Per Januari 2022, DPR sudah menyetujui RUU Tindak Pidana Kekerasan Seksual (TPKS) sebagai RUU inisiatif DPR.
Kini, RUU TPKS telah melalui pembahasan daftar inventarisasi masalah (DIM) bersama pemerintah.
Beleid ini sendiri ditargetkan disahkan menjadi produk hukum pada masa persidangan IV tahun sidang 2021-2022.
Cepatnya pembahasan RUU TPKS menjadi kabar baik di tengah kedaruratan kekerasan seksual yang semakin banyak menimbulkan korban di Indonesia.
Namun, proses ini bukan tanpa cela. Kritik muncul karena "pemerkosaan" justru dikeluarkan dari jenis-jenis kekerasan seksual dalam RUU TPKS.
Ketua Panitia Kerja RUU TPKS Willy Aditya mengaku telah berupaya semaksimal mungkin menampung semua masukan.
"Pemerkosaan" terpaksa dikeluarkan dari daftar kekerasan seksual di RUU TPKS karena dikhawatirkan bakal tumpang tindih dengan ketentuan sejenis dalam Kitab Undang-undang Hukum Pidana (KUHP) yang saat ini tengah direvisi.
Kemunduran?
Dihapusnya "pemerkosaan" dari jenis kekerasan seksual dalam RUU TPKS disayangkan Komnas Perempuan yang menilai hal ini sebagai kemunduran.

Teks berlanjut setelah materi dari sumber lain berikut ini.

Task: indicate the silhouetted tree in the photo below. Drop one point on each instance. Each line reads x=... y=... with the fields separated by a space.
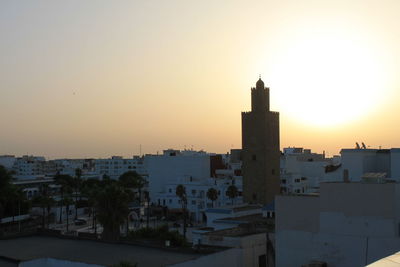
x=212 y=194
x=112 y=207
x=181 y=193
x=232 y=192
x=65 y=182
x=133 y=180
x=77 y=183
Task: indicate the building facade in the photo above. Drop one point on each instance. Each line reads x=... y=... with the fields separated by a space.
x=260 y=148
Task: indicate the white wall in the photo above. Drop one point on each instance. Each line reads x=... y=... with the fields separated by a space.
x=395 y=163
x=231 y=257
x=48 y=262
x=166 y=169
x=337 y=250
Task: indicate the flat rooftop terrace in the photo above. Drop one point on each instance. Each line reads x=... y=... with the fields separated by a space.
x=28 y=248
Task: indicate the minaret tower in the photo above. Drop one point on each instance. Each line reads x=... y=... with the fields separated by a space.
x=260 y=148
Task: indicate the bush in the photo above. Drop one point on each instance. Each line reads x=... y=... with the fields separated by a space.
x=159 y=233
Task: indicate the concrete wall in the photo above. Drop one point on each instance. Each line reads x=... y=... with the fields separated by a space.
x=232 y=258
x=166 y=169
x=358 y=162
x=337 y=250
x=350 y=224
x=359 y=199
x=48 y=262
x=297 y=213
x=395 y=163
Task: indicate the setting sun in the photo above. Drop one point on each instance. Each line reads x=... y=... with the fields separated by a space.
x=330 y=77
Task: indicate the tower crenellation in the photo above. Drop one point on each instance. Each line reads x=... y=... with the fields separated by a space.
x=261 y=150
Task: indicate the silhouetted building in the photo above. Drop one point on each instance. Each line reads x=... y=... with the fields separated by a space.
x=261 y=154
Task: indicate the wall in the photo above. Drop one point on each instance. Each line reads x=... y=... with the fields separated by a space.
x=165 y=169
x=395 y=163
x=48 y=262
x=297 y=213
x=231 y=257
x=295 y=248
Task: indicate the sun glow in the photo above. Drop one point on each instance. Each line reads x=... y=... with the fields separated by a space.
x=328 y=80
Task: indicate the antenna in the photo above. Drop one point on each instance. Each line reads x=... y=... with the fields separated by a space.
x=363 y=145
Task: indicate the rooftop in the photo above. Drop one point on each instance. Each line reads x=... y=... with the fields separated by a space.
x=89 y=251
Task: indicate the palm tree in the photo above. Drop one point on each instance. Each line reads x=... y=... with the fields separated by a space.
x=90 y=187
x=112 y=206
x=232 y=192
x=212 y=194
x=65 y=181
x=133 y=180
x=67 y=201
x=77 y=183
x=181 y=193
x=5 y=189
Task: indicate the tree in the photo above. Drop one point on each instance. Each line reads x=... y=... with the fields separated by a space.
x=65 y=183
x=67 y=201
x=77 y=183
x=133 y=180
x=112 y=204
x=232 y=192
x=212 y=194
x=90 y=188
x=181 y=193
x=5 y=189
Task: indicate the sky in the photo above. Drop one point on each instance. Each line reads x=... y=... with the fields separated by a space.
x=99 y=78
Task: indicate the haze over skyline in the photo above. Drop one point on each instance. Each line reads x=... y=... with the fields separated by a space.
x=85 y=80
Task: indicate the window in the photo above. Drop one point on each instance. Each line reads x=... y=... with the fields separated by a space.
x=262 y=260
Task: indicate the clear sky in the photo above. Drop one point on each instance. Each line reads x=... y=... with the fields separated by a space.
x=99 y=78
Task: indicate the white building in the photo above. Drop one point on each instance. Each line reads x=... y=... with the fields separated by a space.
x=302 y=171
x=7 y=161
x=197 y=171
x=29 y=167
x=196 y=191
x=174 y=167
x=116 y=166
x=359 y=161
x=348 y=224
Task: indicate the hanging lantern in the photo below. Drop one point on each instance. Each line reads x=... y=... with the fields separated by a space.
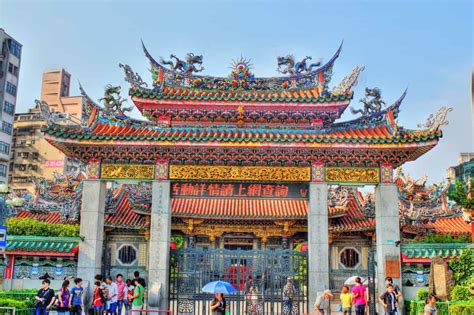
x=173 y=245
x=304 y=247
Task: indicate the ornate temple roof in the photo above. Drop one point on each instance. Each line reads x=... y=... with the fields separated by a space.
x=419 y=253
x=41 y=245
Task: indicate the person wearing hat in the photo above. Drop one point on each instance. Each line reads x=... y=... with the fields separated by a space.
x=323 y=303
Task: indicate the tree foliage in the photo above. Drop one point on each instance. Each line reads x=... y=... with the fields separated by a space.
x=37 y=228
x=460 y=194
x=463 y=267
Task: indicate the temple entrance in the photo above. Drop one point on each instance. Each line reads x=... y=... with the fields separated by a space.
x=259 y=277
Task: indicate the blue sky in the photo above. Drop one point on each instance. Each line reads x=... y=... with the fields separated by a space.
x=423 y=45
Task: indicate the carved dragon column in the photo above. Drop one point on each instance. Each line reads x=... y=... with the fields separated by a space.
x=160 y=236
x=92 y=229
x=318 y=230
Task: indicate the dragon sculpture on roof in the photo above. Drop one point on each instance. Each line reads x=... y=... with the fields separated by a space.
x=420 y=203
x=186 y=66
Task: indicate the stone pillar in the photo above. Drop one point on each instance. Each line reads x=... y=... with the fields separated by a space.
x=387 y=233
x=159 y=249
x=318 y=241
x=92 y=233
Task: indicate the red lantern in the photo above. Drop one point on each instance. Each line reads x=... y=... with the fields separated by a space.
x=304 y=247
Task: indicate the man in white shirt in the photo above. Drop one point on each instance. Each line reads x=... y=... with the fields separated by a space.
x=112 y=296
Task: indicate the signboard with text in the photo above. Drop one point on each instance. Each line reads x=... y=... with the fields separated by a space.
x=248 y=190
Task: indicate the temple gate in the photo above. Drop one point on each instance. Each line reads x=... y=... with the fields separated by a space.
x=244 y=130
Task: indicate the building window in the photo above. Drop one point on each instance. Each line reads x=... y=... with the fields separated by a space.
x=13 y=69
x=11 y=88
x=4 y=147
x=9 y=108
x=349 y=257
x=3 y=170
x=15 y=48
x=6 y=127
x=127 y=254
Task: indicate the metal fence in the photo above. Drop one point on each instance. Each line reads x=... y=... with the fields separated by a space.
x=16 y=311
x=259 y=277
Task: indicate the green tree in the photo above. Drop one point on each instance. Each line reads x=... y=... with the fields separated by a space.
x=463 y=267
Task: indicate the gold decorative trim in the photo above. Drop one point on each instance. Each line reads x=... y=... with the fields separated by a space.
x=240 y=173
x=127 y=171
x=363 y=175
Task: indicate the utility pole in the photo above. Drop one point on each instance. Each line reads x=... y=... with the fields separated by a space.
x=371 y=280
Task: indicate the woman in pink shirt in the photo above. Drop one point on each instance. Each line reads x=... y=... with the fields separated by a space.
x=359 y=292
x=120 y=295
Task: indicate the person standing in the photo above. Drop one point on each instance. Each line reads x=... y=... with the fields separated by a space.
x=128 y=293
x=98 y=299
x=64 y=295
x=112 y=293
x=137 y=302
x=346 y=300
x=323 y=303
x=121 y=293
x=75 y=302
x=389 y=301
x=430 y=305
x=43 y=298
x=359 y=292
x=218 y=304
x=288 y=294
x=397 y=291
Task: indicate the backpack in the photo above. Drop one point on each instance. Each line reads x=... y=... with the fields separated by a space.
x=66 y=294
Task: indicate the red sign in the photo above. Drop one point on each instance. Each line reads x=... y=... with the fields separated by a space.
x=54 y=163
x=240 y=190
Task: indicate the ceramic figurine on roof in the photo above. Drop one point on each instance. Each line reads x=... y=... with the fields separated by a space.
x=188 y=66
x=112 y=100
x=420 y=203
x=372 y=102
x=292 y=67
x=133 y=77
x=53 y=117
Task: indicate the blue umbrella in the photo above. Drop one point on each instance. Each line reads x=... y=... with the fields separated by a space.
x=219 y=287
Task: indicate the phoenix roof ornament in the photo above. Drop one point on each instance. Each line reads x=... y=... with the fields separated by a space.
x=372 y=102
x=437 y=120
x=187 y=66
x=293 y=67
x=349 y=81
x=133 y=77
x=54 y=118
x=113 y=101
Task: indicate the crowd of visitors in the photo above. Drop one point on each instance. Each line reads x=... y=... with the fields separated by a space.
x=108 y=298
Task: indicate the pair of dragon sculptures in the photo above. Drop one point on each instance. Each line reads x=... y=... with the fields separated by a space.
x=193 y=63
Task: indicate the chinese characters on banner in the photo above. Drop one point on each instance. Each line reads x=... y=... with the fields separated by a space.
x=240 y=190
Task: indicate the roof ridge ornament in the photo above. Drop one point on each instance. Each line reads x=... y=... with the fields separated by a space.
x=186 y=66
x=349 y=81
x=435 y=121
x=133 y=77
x=112 y=100
x=55 y=118
x=292 y=67
x=372 y=101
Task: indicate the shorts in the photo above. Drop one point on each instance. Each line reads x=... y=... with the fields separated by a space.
x=112 y=308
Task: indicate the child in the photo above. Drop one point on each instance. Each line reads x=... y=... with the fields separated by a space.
x=75 y=302
x=346 y=300
x=99 y=299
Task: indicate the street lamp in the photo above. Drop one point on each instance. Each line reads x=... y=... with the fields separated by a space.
x=3 y=204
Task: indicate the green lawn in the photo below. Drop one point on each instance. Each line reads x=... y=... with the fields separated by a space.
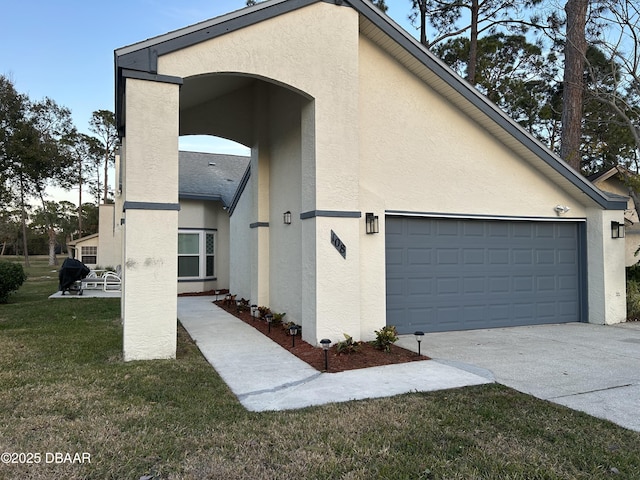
x=64 y=388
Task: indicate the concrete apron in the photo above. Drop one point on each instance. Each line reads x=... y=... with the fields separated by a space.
x=264 y=376
x=591 y=368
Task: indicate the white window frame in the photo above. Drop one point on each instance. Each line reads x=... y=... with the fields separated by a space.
x=89 y=251
x=202 y=253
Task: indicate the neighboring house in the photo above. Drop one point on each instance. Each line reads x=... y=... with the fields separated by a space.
x=207 y=184
x=383 y=188
x=85 y=249
x=613 y=181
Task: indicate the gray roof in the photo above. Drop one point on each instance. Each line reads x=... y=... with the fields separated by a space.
x=140 y=60
x=210 y=176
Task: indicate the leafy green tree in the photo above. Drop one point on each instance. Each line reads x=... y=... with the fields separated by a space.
x=607 y=130
x=614 y=75
x=34 y=150
x=470 y=19
x=514 y=74
x=103 y=125
x=86 y=152
x=9 y=230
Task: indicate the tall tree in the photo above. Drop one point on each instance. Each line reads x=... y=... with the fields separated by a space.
x=33 y=151
x=86 y=152
x=51 y=162
x=470 y=18
x=514 y=74
x=615 y=79
x=103 y=125
x=575 y=51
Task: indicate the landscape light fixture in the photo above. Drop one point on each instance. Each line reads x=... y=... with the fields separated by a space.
x=269 y=318
x=326 y=343
x=372 y=225
x=419 y=336
x=293 y=331
x=617 y=230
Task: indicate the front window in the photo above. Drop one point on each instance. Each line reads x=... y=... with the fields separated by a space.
x=89 y=255
x=196 y=254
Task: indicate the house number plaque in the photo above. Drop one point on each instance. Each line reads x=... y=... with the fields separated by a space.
x=341 y=247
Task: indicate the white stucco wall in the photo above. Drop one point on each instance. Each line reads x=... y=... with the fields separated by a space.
x=149 y=294
x=240 y=245
x=605 y=258
x=110 y=250
x=632 y=233
x=422 y=154
x=355 y=132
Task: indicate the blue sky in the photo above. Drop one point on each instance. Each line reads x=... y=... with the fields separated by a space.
x=64 y=49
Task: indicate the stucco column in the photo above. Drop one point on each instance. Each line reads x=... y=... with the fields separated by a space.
x=606 y=268
x=150 y=191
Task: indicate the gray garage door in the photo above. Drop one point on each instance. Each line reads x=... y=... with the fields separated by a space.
x=454 y=274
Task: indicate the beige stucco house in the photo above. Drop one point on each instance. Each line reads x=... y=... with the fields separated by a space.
x=207 y=185
x=413 y=200
x=613 y=181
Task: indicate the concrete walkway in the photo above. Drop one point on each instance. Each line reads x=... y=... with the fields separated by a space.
x=264 y=376
x=591 y=368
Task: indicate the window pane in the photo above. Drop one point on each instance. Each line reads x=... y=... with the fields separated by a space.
x=188 y=266
x=209 y=266
x=209 y=246
x=189 y=243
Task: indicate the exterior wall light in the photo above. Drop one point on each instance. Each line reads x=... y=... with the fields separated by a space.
x=419 y=335
x=326 y=343
x=293 y=331
x=269 y=318
x=617 y=230
x=371 y=221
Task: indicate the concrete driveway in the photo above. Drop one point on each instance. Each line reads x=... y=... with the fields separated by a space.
x=591 y=368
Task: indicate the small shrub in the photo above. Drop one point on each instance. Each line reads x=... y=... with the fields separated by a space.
x=633 y=272
x=385 y=337
x=242 y=305
x=633 y=299
x=347 y=345
x=12 y=276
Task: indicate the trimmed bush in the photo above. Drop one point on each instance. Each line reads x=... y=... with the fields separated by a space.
x=633 y=300
x=12 y=276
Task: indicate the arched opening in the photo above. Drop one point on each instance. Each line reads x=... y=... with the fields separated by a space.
x=239 y=114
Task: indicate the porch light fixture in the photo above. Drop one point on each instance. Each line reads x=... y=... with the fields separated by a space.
x=371 y=221
x=269 y=318
x=419 y=335
x=293 y=331
x=617 y=230
x=326 y=343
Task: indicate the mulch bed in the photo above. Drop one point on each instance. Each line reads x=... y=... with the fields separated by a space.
x=366 y=356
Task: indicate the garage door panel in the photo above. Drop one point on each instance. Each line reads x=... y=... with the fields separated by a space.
x=419 y=256
x=481 y=274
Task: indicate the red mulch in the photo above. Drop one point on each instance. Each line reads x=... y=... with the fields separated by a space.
x=366 y=356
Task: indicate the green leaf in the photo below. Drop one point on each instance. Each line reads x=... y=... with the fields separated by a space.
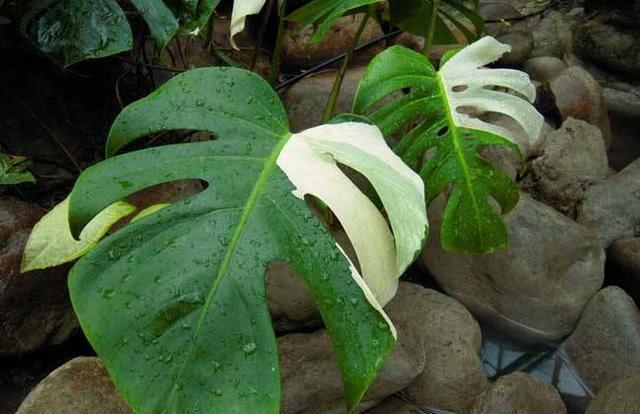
x=13 y=170
x=51 y=244
x=325 y=13
x=70 y=31
x=175 y=301
x=433 y=111
x=166 y=19
x=413 y=15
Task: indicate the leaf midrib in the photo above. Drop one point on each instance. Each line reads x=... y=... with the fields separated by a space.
x=459 y=155
x=256 y=192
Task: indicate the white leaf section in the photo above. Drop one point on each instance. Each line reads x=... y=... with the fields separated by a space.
x=51 y=243
x=242 y=9
x=465 y=83
x=309 y=159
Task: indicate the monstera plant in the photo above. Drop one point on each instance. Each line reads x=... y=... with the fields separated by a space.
x=174 y=302
x=437 y=112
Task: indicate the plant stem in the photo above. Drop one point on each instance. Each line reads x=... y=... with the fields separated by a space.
x=337 y=84
x=276 y=62
x=428 y=40
x=263 y=30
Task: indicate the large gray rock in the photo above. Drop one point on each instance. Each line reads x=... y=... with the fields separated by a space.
x=620 y=397
x=578 y=95
x=81 y=386
x=544 y=68
x=573 y=158
x=436 y=356
x=298 y=52
x=35 y=309
x=521 y=46
x=612 y=208
x=306 y=99
x=395 y=405
x=623 y=103
x=522 y=394
x=448 y=340
x=605 y=346
x=534 y=290
x=622 y=12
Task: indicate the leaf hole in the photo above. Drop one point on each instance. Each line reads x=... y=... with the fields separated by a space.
x=442 y=131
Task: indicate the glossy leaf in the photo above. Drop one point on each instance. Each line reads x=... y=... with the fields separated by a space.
x=435 y=111
x=70 y=31
x=51 y=243
x=413 y=15
x=325 y=13
x=166 y=19
x=13 y=170
x=187 y=281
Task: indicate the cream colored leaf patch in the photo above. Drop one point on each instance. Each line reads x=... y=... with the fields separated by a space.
x=310 y=161
x=467 y=84
x=51 y=243
x=242 y=9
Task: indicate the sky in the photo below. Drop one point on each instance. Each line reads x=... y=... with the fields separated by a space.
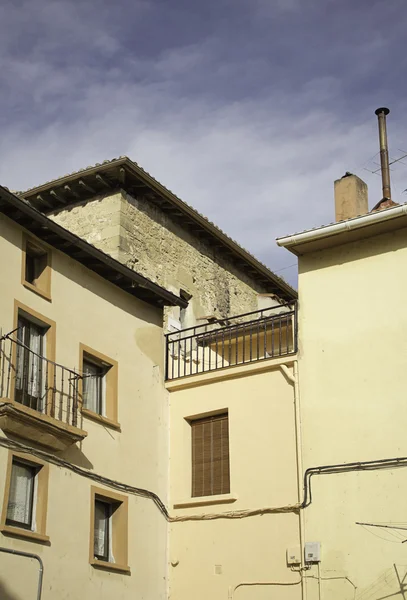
x=247 y=109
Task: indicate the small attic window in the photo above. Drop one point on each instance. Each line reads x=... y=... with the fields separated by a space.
x=36 y=268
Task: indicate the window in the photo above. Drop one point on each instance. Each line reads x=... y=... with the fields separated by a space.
x=210 y=455
x=98 y=387
x=109 y=535
x=93 y=386
x=29 y=375
x=36 y=270
x=21 y=496
x=102 y=530
x=25 y=498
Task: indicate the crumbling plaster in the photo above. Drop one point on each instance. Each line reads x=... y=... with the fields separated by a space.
x=139 y=234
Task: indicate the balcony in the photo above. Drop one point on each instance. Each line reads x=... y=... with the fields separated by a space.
x=39 y=399
x=239 y=340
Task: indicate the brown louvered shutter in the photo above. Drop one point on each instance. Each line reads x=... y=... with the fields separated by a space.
x=210 y=456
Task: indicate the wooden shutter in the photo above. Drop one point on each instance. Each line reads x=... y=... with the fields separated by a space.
x=210 y=456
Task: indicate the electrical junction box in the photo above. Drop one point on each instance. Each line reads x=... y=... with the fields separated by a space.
x=313 y=552
x=293 y=556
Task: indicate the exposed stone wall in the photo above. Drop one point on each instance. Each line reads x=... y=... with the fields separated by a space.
x=143 y=237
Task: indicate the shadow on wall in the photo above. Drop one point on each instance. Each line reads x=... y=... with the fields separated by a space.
x=5 y=594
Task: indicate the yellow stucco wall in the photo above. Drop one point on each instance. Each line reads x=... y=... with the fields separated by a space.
x=89 y=310
x=353 y=380
x=260 y=405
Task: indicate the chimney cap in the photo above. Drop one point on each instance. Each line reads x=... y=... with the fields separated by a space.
x=382 y=109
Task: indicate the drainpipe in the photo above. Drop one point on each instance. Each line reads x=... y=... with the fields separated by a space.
x=29 y=555
x=293 y=378
x=384 y=151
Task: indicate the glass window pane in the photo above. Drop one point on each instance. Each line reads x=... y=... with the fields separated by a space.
x=101 y=530
x=29 y=383
x=21 y=495
x=92 y=387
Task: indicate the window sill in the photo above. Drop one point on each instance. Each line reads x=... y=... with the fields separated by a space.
x=33 y=536
x=89 y=414
x=43 y=293
x=207 y=501
x=107 y=566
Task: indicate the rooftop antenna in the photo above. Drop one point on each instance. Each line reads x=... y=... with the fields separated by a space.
x=384 y=151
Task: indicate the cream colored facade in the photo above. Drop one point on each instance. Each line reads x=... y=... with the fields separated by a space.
x=164 y=543
x=242 y=555
x=89 y=310
x=352 y=358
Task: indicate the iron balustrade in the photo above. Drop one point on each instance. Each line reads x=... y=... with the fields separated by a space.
x=246 y=338
x=36 y=382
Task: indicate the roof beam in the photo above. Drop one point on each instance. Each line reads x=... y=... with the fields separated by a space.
x=103 y=181
x=71 y=191
x=57 y=196
x=86 y=186
x=122 y=175
x=42 y=200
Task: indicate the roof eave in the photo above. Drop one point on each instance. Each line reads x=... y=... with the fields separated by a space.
x=280 y=287
x=90 y=256
x=345 y=231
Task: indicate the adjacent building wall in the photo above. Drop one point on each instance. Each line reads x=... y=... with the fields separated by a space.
x=89 y=310
x=142 y=236
x=353 y=380
x=210 y=558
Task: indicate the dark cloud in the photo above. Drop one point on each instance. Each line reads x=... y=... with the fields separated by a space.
x=248 y=109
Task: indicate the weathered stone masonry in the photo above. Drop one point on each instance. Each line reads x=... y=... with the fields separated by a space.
x=140 y=235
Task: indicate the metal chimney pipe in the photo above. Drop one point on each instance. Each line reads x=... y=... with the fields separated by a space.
x=384 y=151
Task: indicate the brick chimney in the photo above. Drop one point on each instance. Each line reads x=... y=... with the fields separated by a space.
x=350 y=197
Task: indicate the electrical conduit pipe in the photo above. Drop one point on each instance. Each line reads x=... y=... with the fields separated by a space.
x=35 y=557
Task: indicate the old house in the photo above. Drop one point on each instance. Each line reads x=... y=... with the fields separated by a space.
x=136 y=460
x=352 y=357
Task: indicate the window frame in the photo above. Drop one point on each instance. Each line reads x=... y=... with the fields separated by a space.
x=37 y=531
x=49 y=326
x=194 y=421
x=110 y=387
x=100 y=399
x=118 y=526
x=41 y=285
x=33 y=493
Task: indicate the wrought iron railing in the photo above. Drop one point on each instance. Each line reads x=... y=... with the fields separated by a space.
x=238 y=340
x=36 y=382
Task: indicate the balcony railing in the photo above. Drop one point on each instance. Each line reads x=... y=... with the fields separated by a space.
x=36 y=382
x=239 y=340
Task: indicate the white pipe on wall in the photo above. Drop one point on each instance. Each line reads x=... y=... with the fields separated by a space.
x=293 y=378
x=254 y=583
x=356 y=223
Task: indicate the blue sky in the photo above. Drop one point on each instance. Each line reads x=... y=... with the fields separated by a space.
x=247 y=109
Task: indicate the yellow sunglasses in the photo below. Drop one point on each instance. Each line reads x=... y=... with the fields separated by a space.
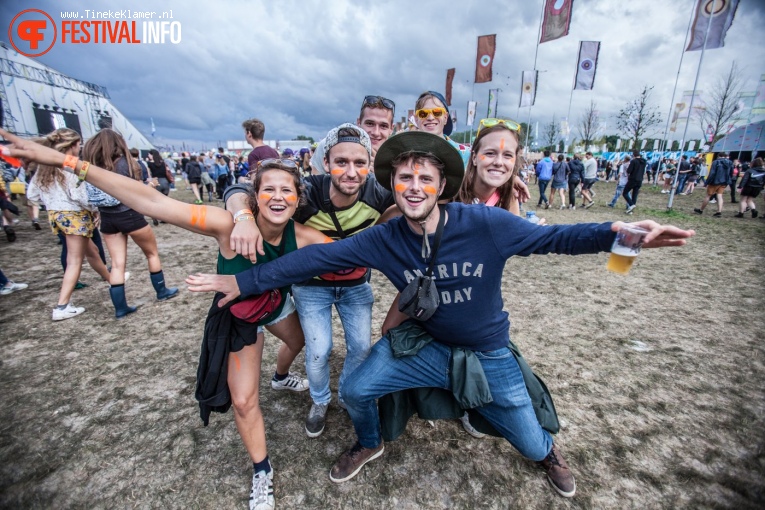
x=487 y=123
x=436 y=112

Sebab, menurutnya, pemerkosaan adalah "benih dan DNA" yang melahirkan gagasan diperlukannya peraturan khusus dalam hal ini RUU TPKS.
"Sejarahnya adalah memperjuangkan bagaimana perempuan korban pemerkosaan, atau disebut korban pencabulan, atau kadang-kadang (disebut) pelecehan seksual, ini bisa dengan lebih baik mendapatkan akses keadilan dan pemulihannya," jelas Andi dalam diskusi virtual, Selasa (5/4/2022).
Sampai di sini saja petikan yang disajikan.